At current prices, the shares trade at a 15% FCF yield. As the market further appreciates its stability, pro forma cash generation and its ability to add and integrate additional assets, I believe the shares will trade less like a mining company and more like a Yieldco or MLP. In the interim, the company’s NOLs will shield taxes for at least the next 5-7 years, with a likely conversion to an MLP upon exhaustion of these benefits.

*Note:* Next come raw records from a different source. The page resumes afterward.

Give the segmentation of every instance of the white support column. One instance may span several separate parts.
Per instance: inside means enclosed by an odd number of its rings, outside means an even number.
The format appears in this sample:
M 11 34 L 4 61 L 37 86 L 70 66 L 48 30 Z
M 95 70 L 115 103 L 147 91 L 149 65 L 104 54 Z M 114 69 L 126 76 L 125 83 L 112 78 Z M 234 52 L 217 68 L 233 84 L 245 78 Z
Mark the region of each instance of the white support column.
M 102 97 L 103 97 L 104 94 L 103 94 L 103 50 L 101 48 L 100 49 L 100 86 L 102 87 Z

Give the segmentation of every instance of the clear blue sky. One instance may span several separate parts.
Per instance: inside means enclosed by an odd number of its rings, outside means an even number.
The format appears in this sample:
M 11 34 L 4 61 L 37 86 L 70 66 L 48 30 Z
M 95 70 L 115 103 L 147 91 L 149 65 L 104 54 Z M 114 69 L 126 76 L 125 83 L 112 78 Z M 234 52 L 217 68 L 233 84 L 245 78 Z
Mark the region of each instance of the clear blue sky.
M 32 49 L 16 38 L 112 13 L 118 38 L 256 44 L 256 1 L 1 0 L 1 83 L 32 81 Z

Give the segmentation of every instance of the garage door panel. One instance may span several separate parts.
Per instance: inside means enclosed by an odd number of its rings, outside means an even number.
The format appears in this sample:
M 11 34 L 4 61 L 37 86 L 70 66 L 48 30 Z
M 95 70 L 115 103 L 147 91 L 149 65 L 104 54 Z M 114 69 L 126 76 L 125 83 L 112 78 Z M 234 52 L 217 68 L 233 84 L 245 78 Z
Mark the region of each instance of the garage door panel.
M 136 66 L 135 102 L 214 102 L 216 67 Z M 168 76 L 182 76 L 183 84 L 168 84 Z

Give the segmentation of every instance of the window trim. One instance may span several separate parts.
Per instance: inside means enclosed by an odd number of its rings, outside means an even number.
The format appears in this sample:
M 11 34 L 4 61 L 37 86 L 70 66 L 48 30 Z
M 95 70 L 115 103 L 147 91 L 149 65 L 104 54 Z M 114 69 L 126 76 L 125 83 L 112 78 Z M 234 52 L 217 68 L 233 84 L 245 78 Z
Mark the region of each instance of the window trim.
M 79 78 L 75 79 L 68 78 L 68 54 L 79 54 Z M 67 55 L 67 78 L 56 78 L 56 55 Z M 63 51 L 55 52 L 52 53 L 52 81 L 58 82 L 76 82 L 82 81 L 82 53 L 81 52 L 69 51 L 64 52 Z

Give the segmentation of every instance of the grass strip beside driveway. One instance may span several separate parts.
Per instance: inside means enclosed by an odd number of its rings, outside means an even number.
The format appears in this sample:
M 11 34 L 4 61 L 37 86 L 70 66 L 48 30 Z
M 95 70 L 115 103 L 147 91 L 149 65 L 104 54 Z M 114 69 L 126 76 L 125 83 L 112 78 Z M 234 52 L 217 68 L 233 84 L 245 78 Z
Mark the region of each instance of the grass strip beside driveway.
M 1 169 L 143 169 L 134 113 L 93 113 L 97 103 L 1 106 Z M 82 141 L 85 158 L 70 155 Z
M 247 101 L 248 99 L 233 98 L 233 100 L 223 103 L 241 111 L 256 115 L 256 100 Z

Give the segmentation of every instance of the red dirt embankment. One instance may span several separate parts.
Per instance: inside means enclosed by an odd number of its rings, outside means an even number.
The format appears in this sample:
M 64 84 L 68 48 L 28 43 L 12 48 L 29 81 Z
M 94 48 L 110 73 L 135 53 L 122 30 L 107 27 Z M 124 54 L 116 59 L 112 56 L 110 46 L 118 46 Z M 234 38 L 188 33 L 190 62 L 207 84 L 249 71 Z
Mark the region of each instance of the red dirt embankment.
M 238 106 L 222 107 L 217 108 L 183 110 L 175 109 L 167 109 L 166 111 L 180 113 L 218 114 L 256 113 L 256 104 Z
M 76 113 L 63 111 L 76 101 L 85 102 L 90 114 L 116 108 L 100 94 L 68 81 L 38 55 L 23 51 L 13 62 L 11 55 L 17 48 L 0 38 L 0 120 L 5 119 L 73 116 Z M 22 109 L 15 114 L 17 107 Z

For those who want the quick and dirty thesis skip to the EBITDA, FCF and valuation sections
Legacy Westmoreland consists of six surface coal mines in Montana, Wyoming, North Dakota and Texas. Sub-bituminous coal comprises two-thirds (heat content of 8,500-10,000 BTU/lb), whereas lignite (heat content of 6,500-7,000 BTU/lb) is the remaining one-third of tonnage. Annual production (Westmoreland standalone) is 25-28 million tons equating to a 19 year reserve life based on proved and probable reserves of 514 million tons. Production is substantially contracted (95% for legacy Westmoreland - see “Major Contract” section). The asset base also includes two modern (non-core) coal-fired power plants in North Carolina (Roanoke Valley plants, or “ROVA”).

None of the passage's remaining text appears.